Fees collected by the Wyoming County IDA make up 37 percent of its agency’s budget, on average. In 2021, though, the IDA collected $452,000 in fees, accounting for nearly 75 percent of its budget. Meanwhile, Letchworth and Warsaw schools forgo $2.8 million and $2.6 million, respectively, each year due to the IDA’s tax breaks.
The Chautauqua County IDA, meanwhile, collects nearly half of its budget, on average, from fees. Some years, those fees total $1 million or more. For Dunkirk schools, the IDA’s abatements mean $5 million less to spend, on average, per year.
(A draft report from the Authorities Budget Office found the Chautauqua County IDA mismanages the money it collects, and criticized the agency for, among other expenses, reimbursing the chief financial officer’s membership at a golf club.)
Erie County Executive Mark Poloncarz knows IDAs can waste taxpayer dollars.
Poloncarz, who sits on the Erie County IDA board and controls several appointments, said he came into office wanting to reform the agency. For one, he said, the agency was routinely subsidizing retail projects, a type of subsidy considered so wasteful lawmakers largely banned the practice several years ago.
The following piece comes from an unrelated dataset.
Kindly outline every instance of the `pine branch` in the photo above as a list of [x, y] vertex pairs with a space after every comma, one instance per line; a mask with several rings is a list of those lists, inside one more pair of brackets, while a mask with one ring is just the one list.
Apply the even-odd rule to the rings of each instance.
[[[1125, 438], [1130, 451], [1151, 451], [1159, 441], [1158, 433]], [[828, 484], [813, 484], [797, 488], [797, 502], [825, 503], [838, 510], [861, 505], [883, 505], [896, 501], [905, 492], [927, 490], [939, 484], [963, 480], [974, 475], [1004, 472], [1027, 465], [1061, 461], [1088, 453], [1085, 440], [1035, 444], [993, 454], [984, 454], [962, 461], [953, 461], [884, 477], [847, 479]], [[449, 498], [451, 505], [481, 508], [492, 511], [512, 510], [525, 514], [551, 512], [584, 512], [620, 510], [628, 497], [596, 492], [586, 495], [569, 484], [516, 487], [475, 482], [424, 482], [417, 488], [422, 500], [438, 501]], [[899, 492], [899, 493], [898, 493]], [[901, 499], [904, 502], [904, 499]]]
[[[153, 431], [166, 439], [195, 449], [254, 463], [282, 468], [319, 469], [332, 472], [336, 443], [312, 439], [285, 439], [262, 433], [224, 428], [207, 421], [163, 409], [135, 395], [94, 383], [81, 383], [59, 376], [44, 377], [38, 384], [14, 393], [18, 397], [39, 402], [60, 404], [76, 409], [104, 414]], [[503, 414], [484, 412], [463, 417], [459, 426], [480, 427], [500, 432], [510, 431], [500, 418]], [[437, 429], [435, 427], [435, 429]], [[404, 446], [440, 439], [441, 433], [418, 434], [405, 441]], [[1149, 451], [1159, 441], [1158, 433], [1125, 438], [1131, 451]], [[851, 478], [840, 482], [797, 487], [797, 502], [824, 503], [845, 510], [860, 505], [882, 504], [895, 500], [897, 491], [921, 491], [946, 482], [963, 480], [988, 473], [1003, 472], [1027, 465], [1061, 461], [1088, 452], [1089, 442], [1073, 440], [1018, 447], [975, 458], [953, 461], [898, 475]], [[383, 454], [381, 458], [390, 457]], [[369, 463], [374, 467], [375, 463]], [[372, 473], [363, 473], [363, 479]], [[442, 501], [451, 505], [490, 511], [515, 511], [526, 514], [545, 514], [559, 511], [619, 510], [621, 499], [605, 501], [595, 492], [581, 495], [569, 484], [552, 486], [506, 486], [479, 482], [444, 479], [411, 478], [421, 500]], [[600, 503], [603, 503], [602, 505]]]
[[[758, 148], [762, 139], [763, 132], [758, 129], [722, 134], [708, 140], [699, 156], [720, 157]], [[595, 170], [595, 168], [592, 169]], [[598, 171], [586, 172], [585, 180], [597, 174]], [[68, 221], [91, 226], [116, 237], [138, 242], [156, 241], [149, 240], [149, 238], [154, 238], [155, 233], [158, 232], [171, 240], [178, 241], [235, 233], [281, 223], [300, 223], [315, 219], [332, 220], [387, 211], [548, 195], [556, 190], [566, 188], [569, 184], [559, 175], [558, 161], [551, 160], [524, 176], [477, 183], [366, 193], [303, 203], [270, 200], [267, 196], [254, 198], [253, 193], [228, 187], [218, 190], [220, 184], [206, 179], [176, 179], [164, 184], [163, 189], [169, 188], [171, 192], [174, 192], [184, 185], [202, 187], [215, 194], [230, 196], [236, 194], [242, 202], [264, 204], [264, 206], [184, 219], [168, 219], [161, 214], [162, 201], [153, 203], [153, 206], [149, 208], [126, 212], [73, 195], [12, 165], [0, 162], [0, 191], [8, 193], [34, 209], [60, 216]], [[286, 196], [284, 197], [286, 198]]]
“When I first proposed this, there was a lot of pushback among the business community that, ‘Oh, you’re going to kill growth in our community,’ ” he said. “The exact opposite happened. We had some of the best years ever.”
But Poloncarz said he believes some tax breaks are still necessary. Erie County must contend with the force of global capital, after all, something that’s difficult to do without subsidies.
“There are times in which, yes, you have to do tax breaks,” Poloncarz argued.
While some advocates have called for IDAs to be abolished, reformers have focused on limiting the size of subsides. Sen. Sean Ryan’s Senate Bill 89 would bar IDAs from abating property taxes that would otherwise flow to school districts.
“I happen to think that the large majority of projects would still move forward if they were not offered or able to be offered school property tax breaks,” Skoufis said. “And so let’s take that off the table.”
Related legislation, sponsored by Skoufis, would regionalize IDAs. The state’s 107 IDAs would be consolidated into 10, including one for Erie, Niagara, Chautauqua, Cattaraugus and Allegany counties. Skoufis described both bills as “transformational” and legislation “that would really flip over the tables and get us on a real meaningfully correct track.”